Christian is the creator of The Sports Card Connection, a hub for buying and trading sports cards, on Facebook. He had collected cards all his life until one day they were stolen in college, but he has picked the hobby back up in the past few years.
His Facebook page has a handful of members who buy, trade, and break sports cards, and it was enough to garner the attention of Patrick Freel, who was looking for something.
“Patrick Freel, Ryan Freel’s biological father, reached out to me via message and said ‘Hey, I’m looking for my son Ryan’s cards,'” Christian said of their first interaction. Christian knew there was a possibility he could have it, but when he didn’t, he took it to the card community.
The motive behind Patrick Freel’s message was to inherit something for Ryan’s daughters. Ryan, a utility player most known for his time on the Cincinnati Reds, committed suicide in 2012. It was later discovered he had CTE at the time of his death. He was 36 and left behind his wife and three young daughters.
Loss at a young age was something Christian sympathized with.
“My dad died when I was 10, so it kind of pulled at my heartstrings that these little girls were going to have three binders of their dads cards,” he said. “If I could hold [something like] that in my hands now as a grown up, it would be pretty remarkable.”
” I immediately knew the sports card community would step up and send some cards in. What I didn’t realize was it was going to be to this magnitude,” Christian continued.
The magnitude he spoke of was the mountains of cards that covered his dining room table. After a quick conversation with his wife, he put his address out on social media, and the gesture went viral.
“My goal was 200-500 cards, but this is crazy. It baffles me,” Christian said, thumbing through envelopes.
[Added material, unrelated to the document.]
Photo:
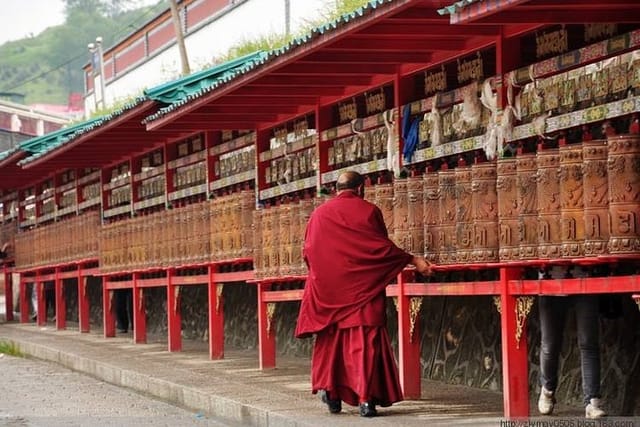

Three weeks after the initial post, Christian now had more Ryan Freel cards than he could imagine.
“I think it’s really cool that the sports-card community, and even outside, people have bought cards on eBay to send to me as soon as they heard the story,” Christian said.
As the card search slows down in the next few weeks, Christian hopes that the conversation of suicide and CTE remains a topic among athletes and fans. He is honored to be able to memorialize an incredible athlete like Freel this way.
“Ryan Freel’s memory is alive again, and it needs to be,” Christian said.
But the ultimate goal was to show the kindness of strangers, and that was a grand slam.
“Humanity has stepped up for this cause, and that says a lot. I even got letters from people that said they didn’t even have a card but that they looked,” Christian said. “It’s a good story overall.”